Seitdem ich erstmals den Namen TV on the Radio auf dem Plakat zum Primavera Sound 2025 entdeckt habe, freute ich mich auf dieses Konzert. Mensch, wie lange ist es her, dass ich die Band nicht mehr gesehen habe? Ein Jahrzehnt? Sicherlich. Dabei bin ich Fan. Ich liebe ihre Alben Return to Cookie Mountain (2006) oder Dear Science (2008). Ihre Songs sind so treibend und schwitzend, das war in den 2000er Jahren einzigartig. Irgendwo zwischen Post-Punk und Indie-Soul-Rock. Welthits wie „Wolf like me“ oder „Happy idiot“ überlebten ihre Zeit, aber irgendwann waren TV on the Radio weg.
Doch was ist passiert, dass TV on the Radio wieder Konzerte geben? Neue Musik, irgendein Jubiläum? Nun, tatsächlich lese ich nun, dass TV on the Radio Ende letzten Jahres Konzerte zu ihrem ersten Album (20 Jahre Veröffentlichungsjubiläum) in den Staaten und Konzerte in London gespielt haben. 12 Auftritte oder so insgesamt. Die ersten seit vielen Jahren. In der Primavera Ankündigung steht zu TV on the Radio:

Although they haven’t technically broken up, the band formed by Tunde Adebimpe, Kyp Malone, Dave Sitek and Jaleel Bunton haven’t released a new album since Seeds, in 2014, and their public appearances have been very limited since then. Now, on the occasion of the 20th anniversary of their debut album, Desperate Youth, Blood Thirsty Babes they are back on the road on top form as ever (although this time, they have announced, without Sitek).
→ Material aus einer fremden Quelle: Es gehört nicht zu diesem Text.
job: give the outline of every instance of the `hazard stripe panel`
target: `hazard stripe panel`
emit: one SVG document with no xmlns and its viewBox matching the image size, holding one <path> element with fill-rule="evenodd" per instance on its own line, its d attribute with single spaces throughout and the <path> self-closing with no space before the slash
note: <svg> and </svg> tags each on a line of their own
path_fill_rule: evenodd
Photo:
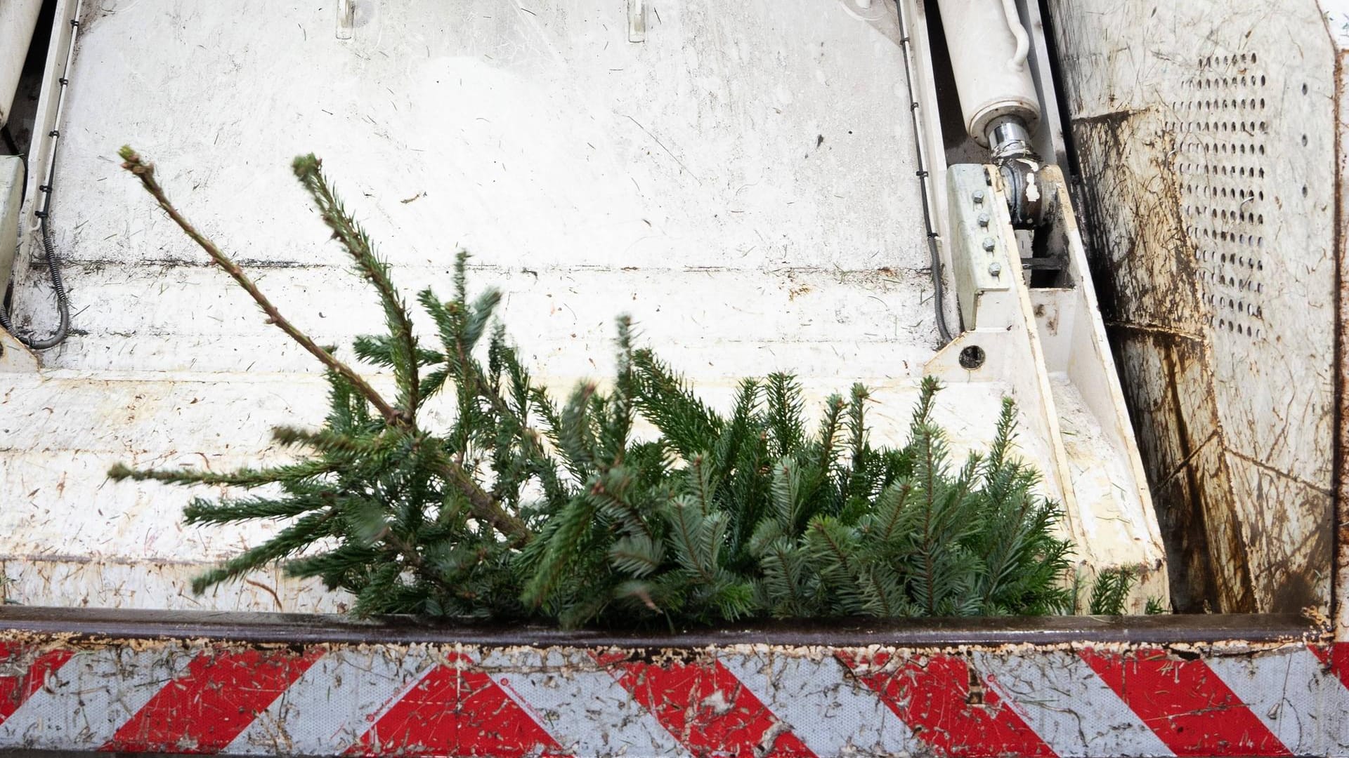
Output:
<svg viewBox="0 0 1349 758">
<path fill-rule="evenodd" d="M 69 650 L 51 650 L 31 661 L 23 660 L 23 649 L 0 642 L 0 724 L 7 722 L 32 693 L 42 688 L 47 676 L 70 660 Z"/>
<path fill-rule="evenodd" d="M 618 682 L 699 758 L 815 758 L 720 661 L 616 664 Z"/>
<path fill-rule="evenodd" d="M 1349 645 L 699 649 L 4 639 L 0 750 L 1330 755 Z"/>
<path fill-rule="evenodd" d="M 219 753 L 305 673 L 322 650 L 206 651 L 165 684 L 101 750 Z"/>
<path fill-rule="evenodd" d="M 460 653 L 426 672 L 348 753 L 383 755 L 561 755 L 518 703 Z"/>
<path fill-rule="evenodd" d="M 1082 660 L 1176 755 L 1292 755 L 1198 657 L 1086 649 Z"/>
<path fill-rule="evenodd" d="M 944 755 L 1052 758 L 1054 750 L 956 655 L 838 657 L 913 731 Z"/>
</svg>

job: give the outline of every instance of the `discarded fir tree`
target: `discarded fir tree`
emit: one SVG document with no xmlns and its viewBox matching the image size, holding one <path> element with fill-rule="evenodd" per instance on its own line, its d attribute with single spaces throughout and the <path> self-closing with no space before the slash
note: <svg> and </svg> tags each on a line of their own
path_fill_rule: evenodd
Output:
<svg viewBox="0 0 1349 758">
<path fill-rule="evenodd" d="M 331 387 L 321 428 L 275 429 L 294 463 L 231 473 L 111 471 L 228 487 L 228 496 L 192 500 L 188 523 L 286 522 L 200 576 L 197 592 L 282 561 L 293 576 L 352 593 L 362 616 L 680 627 L 1072 610 L 1070 545 L 1055 535 L 1060 513 L 1010 455 L 1010 401 L 989 452 L 955 468 L 932 422 L 932 379 L 908 442 L 876 448 L 862 386 L 831 397 L 813 430 L 785 374 L 743 380 L 723 415 L 634 348 L 621 318 L 611 387 L 584 384 L 558 403 L 494 321 L 498 293 L 469 298 L 464 254 L 451 299 L 430 290 L 417 298 L 436 328 L 436 344 L 422 344 L 389 267 L 320 161 L 297 158 L 295 177 L 383 308 L 383 332 L 357 337 L 352 353 L 393 375 L 397 394 L 386 398 L 192 227 L 150 163 L 130 147 L 121 158 L 267 322 L 322 363 Z M 424 426 L 421 409 L 444 394 L 455 401 L 453 422 Z M 657 438 L 634 438 L 638 417 Z"/>
</svg>

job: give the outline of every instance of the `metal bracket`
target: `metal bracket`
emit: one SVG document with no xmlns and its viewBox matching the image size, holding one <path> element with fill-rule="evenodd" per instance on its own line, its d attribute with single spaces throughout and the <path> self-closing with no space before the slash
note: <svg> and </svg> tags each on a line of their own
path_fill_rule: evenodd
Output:
<svg viewBox="0 0 1349 758">
<path fill-rule="evenodd" d="M 1017 271 L 1010 264 L 1009 237 L 1004 233 L 1010 228 L 1010 220 L 1006 206 L 994 200 L 985 166 L 960 163 L 948 167 L 946 189 L 956 301 L 965 328 L 975 329 L 982 295 L 1008 291 L 1010 276 Z M 1014 250 L 1014 239 L 1010 250 Z"/>
</svg>

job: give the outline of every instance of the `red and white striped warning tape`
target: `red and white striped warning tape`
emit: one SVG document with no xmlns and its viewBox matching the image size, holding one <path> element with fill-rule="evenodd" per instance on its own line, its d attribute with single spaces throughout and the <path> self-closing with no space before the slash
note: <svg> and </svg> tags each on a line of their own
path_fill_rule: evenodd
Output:
<svg viewBox="0 0 1349 758">
<path fill-rule="evenodd" d="M 588 650 L 0 642 L 0 749 L 1349 755 L 1349 645 Z"/>
</svg>

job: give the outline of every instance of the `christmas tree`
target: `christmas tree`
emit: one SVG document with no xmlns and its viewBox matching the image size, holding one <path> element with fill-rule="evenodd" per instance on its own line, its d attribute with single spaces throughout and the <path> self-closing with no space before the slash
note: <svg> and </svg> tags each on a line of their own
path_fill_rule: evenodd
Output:
<svg viewBox="0 0 1349 758">
<path fill-rule="evenodd" d="M 322 426 L 278 426 L 293 463 L 208 471 L 115 467 L 113 479 L 227 486 L 194 499 L 192 525 L 277 519 L 274 537 L 197 577 L 196 592 L 285 564 L 352 593 L 352 612 L 521 619 L 564 627 L 687 627 L 753 618 L 1070 612 L 1071 546 L 1058 506 L 1012 455 L 1005 401 L 985 455 L 952 464 L 925 379 L 908 442 L 873 446 L 867 390 L 828 398 L 808 424 L 788 374 L 741 382 L 730 413 L 703 402 L 673 368 L 634 347 L 618 320 L 606 390 L 557 401 L 536 384 L 505 328 L 500 295 L 418 297 L 434 344 L 313 155 L 293 170 L 332 236 L 382 305 L 382 332 L 351 355 L 393 376 L 378 392 L 297 329 L 248 275 L 169 201 L 130 147 L 123 166 L 254 298 L 267 322 L 325 371 Z M 448 429 L 421 418 L 453 398 Z M 634 436 L 642 418 L 654 440 Z M 1121 600 L 1122 603 L 1122 600 Z M 1103 606 L 1103 603 L 1102 603 Z"/>
</svg>

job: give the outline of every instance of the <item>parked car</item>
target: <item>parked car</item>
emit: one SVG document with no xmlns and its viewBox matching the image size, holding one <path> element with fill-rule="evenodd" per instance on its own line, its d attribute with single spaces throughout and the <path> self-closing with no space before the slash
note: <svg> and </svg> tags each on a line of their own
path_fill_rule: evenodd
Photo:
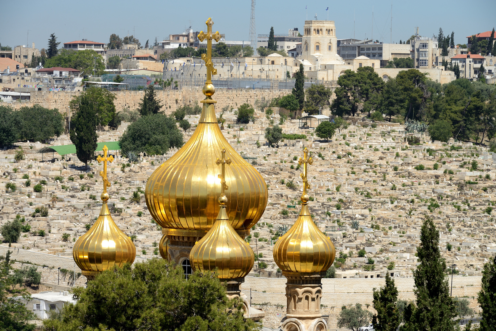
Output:
<svg viewBox="0 0 496 331">
<path fill-rule="evenodd" d="M 365 327 L 358 328 L 358 331 L 374 331 L 373 324 L 369 324 Z"/>
</svg>

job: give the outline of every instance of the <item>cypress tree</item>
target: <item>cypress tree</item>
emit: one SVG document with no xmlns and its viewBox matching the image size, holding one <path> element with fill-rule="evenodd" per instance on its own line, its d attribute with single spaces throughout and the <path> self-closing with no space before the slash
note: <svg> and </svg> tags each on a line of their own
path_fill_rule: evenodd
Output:
<svg viewBox="0 0 496 331">
<path fill-rule="evenodd" d="M 160 100 L 157 98 L 157 92 L 155 91 L 153 84 L 150 84 L 147 88 L 145 94 L 143 96 L 143 100 L 139 103 L 138 111 L 142 116 L 146 116 L 152 114 L 157 114 L 162 107 Z"/>
<path fill-rule="evenodd" d="M 296 72 L 296 81 L 295 82 L 295 87 L 293 88 L 293 94 L 296 97 L 300 104 L 300 110 L 303 109 L 305 103 L 305 91 L 304 89 L 305 85 L 305 75 L 304 74 L 303 65 L 300 64 L 300 70 Z"/>
<path fill-rule="evenodd" d="M 482 289 L 477 301 L 481 305 L 481 331 L 492 331 L 496 327 L 496 257 L 484 265 Z"/>
<path fill-rule="evenodd" d="M 70 121 L 70 141 L 76 146 L 76 155 L 84 162 L 94 158 L 97 147 L 96 125 L 97 117 L 92 103 L 86 97 L 81 98 L 79 109 Z"/>
<path fill-rule="evenodd" d="M 493 31 L 491 31 L 491 37 L 489 38 L 489 42 L 488 43 L 488 50 L 487 54 L 489 55 L 489 53 L 491 53 L 493 55 L 495 54 L 493 52 L 493 46 L 494 46 L 495 41 L 495 28 L 493 28 Z"/>
<path fill-rule="evenodd" d="M 48 40 L 48 49 L 47 50 L 47 57 L 52 58 L 59 53 L 59 45 L 60 42 L 57 42 L 57 37 L 55 33 L 50 35 L 50 39 Z"/>
<path fill-rule="evenodd" d="M 267 43 L 267 51 L 275 51 L 274 49 L 274 27 L 270 27 L 270 33 L 269 34 L 269 41 Z"/>
<path fill-rule="evenodd" d="M 372 323 L 377 331 L 396 331 L 400 322 L 397 300 L 398 289 L 394 280 L 386 272 L 385 285 L 373 291 L 373 308 L 377 314 L 374 315 Z"/>
<path fill-rule="evenodd" d="M 432 219 L 424 222 L 417 250 L 420 265 L 413 272 L 417 307 L 409 305 L 402 330 L 454 331 L 455 307 L 449 295 L 446 263 L 439 248 L 439 231 Z"/>
</svg>

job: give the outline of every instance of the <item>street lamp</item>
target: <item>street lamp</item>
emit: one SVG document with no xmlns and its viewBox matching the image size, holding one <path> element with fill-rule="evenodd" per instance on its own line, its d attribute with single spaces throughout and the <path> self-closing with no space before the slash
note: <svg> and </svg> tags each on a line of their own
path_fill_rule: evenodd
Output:
<svg viewBox="0 0 496 331">
<path fill-rule="evenodd" d="M 451 296 L 453 294 L 453 269 L 456 266 L 456 265 L 454 264 L 454 261 L 452 261 L 451 263 L 453 264 L 451 265 L 451 291 L 449 293 L 449 296 Z"/>
</svg>

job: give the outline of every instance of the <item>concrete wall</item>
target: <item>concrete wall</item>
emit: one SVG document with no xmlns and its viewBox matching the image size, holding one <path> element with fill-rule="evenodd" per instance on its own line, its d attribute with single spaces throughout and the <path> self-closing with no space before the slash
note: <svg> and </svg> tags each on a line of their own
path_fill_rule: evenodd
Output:
<svg viewBox="0 0 496 331">
<path fill-rule="evenodd" d="M 193 87 L 192 89 L 183 90 L 164 90 L 157 91 L 157 96 L 162 101 L 166 114 L 169 114 L 175 111 L 178 107 L 183 104 L 194 104 L 195 101 L 199 101 L 205 99 L 205 96 L 201 92 L 201 87 Z M 114 101 L 116 109 L 118 112 L 125 109 L 135 110 L 138 108 L 138 104 L 143 98 L 143 91 L 120 91 L 114 92 L 116 99 Z M 237 108 L 245 102 L 254 105 L 256 99 L 265 97 L 269 100 L 272 98 L 282 96 L 291 93 L 291 90 L 223 90 L 217 89 L 213 99 L 217 101 L 216 104 L 217 111 L 220 112 L 225 106 L 232 106 Z M 29 102 L 23 102 L 21 104 L 14 103 L 12 106 L 15 108 L 27 106 L 31 106 L 35 104 L 47 108 L 57 108 L 59 111 L 64 114 L 67 111 L 69 102 L 74 96 L 79 95 L 80 92 L 69 91 L 35 91 L 31 92 L 30 100 Z M 201 104 L 199 104 L 201 106 Z M 170 106 L 170 108 L 169 108 Z M 167 108 L 166 108 L 166 107 Z"/>
<path fill-rule="evenodd" d="M 481 278 L 479 276 L 456 276 L 453 278 L 453 296 L 468 297 L 466 298 L 470 301 L 470 306 L 476 312 L 479 310 L 477 296 L 481 290 Z M 394 281 L 399 292 L 399 298 L 408 301 L 415 300 L 413 278 L 395 278 Z M 246 294 L 248 297 L 249 297 L 250 288 L 251 289 L 252 303 L 266 303 L 266 305 L 261 308 L 255 306 L 265 312 L 265 317 L 263 319 L 264 326 L 269 328 L 279 327 L 281 319 L 286 315 L 286 282 L 284 277 L 246 277 L 245 282 L 241 285 L 242 292 Z M 343 306 L 354 305 L 359 302 L 364 305 L 363 307 L 364 309 L 369 305 L 369 310 L 374 313 L 372 308 L 372 289 L 384 286 L 384 282 L 383 278 L 322 279 L 321 303 L 324 307 L 321 311 L 322 314 L 329 316 L 329 327 L 336 327 L 337 317 Z M 280 305 L 283 307 L 281 308 Z M 277 313 L 282 315 L 278 317 Z"/>
</svg>

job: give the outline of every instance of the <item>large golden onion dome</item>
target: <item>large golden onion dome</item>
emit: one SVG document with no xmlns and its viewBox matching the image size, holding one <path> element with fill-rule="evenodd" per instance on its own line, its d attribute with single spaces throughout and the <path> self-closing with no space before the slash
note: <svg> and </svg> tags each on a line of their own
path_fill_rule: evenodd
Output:
<svg viewBox="0 0 496 331">
<path fill-rule="evenodd" d="M 221 203 L 225 200 L 225 196 L 219 198 Z M 254 261 L 253 250 L 229 223 L 224 204 L 213 226 L 189 253 L 193 269 L 203 271 L 217 268 L 221 279 L 243 278 L 251 270 Z"/>
<path fill-rule="evenodd" d="M 208 32 L 202 32 L 198 38 L 211 43 L 212 39 L 216 40 L 220 35 L 212 33 L 211 19 L 206 23 Z M 211 50 L 207 48 L 207 52 L 202 57 L 207 67 L 203 89 L 206 97 L 201 101 L 203 106 L 198 126 L 186 143 L 150 176 L 145 192 L 146 205 L 165 233 L 203 235 L 212 227 L 217 215 L 216 197 L 220 194 L 221 185 L 215 160 L 224 147 L 232 161 L 226 174 L 230 188 L 226 212 L 233 227 L 248 234 L 265 210 L 267 186 L 258 172 L 230 146 L 219 127 L 214 108 L 216 101 L 211 97 L 215 93 L 211 74 L 215 74 L 216 70 L 210 60 Z M 189 232 L 175 231 L 178 230 Z"/>
<path fill-rule="evenodd" d="M 318 229 L 313 223 L 307 202 L 310 199 L 307 189 L 307 164 L 311 164 L 311 158 L 307 158 L 305 148 L 304 159 L 300 158 L 300 164 L 304 165 L 304 192 L 302 195 L 302 209 L 296 222 L 281 236 L 274 246 L 274 260 L 283 272 L 321 272 L 332 265 L 336 256 L 336 249 L 332 242 Z"/>
<path fill-rule="evenodd" d="M 100 215 L 88 232 L 81 236 L 72 250 L 72 256 L 83 275 L 93 279 L 99 272 L 112 269 L 114 265 L 122 267 L 127 263 L 132 263 L 136 257 L 136 247 L 129 238 L 116 225 L 110 215 L 107 201 L 109 196 L 107 187 L 107 161 L 112 162 L 112 155 L 107 157 L 108 149 L 104 146 L 104 156 L 98 157 L 98 162 L 104 161 L 104 191 L 101 196 L 103 201 Z"/>
</svg>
Damit ist auch alles Wichtige gesagt. Geschichten über die Band sind sehr kalter Kaffee, weil sie eben lange nicht mehr präsent waren. Auch in Barcelona spielen sie ohne ihren alten Gitarristen Dave Sitek. Kyp Malone ist jedoch dabei. Tunde Adebimpe auch. Das sind die verbliebenen TV on the Radio Urgesteine. Neue Songs haben sie nicht, aber Tunde Adebimpe hat gerade erst eine Soloplatte gemacht, Thee Black Boltz. Kennt das jemand? Ich (noch) nicht. Manchmal ist es ja so, dass diese Art von Konzerten (Band lange nicht gesehen, Band mal sehr wichtig) 20 Jahre später sehr altbacken und wenig spannend wirken. Bei TV on the Radio habe ich das Gefühl keine Sekunde lang. Es wundert mich selbst ein wenig, dass mir ein Song wie “Wolf like me” 2025 nach ein paar Sekunden nicht wie-aus-der-Zeit gelaufen vorkommt. Grundsätzlich liefert die Band einen sehr wuchtigen energetischen Auftritt. Wenn dies mein letztes TV on the Radio Konzert gewesen sein sollte (was durchaus sehr realistisch ist), dann war es ein gutes letztes Konzert.

Und dann breche ich doch noch mit der Tagestradition und gehe zu den beiden großen Bühnen. Sabrina Carpenter möchte ich mir nicht entgehen lassen. Ich möchte doch später mal mitreden und in Gesprächen so ganz nebenbei sagen können, ‘jaja, Sabrina Carpenter habe ich übrigens schon live gesehen.’ Allerdings müsste ich dann leider folgendes erzählen: Das war ein schwaches Konzert. Ich hatte mir mehr erhofft. Aber die 30 Minuten, in denen ich das Konzert verfolge, spielt Sabrina Carpenter sehr wenig und erzählt sehr viel. „Espresso“ möchte ich gerne hören, stattdessen höre ich das Cover „It’s raining men“ von The weather girls. „Espresso“ spielt Sabrina Carpenter erst als letzten Song, lese ich am Morgen danach. Da bin ich schon auf dem Weg ins Hotel, denn irgendwann nach der gefühlt 10. Endlosshoweinlage habe ich keine Lust und gehe.

Sabrina Carpenter covert The Weather Girls beim Primavera Sound 2025.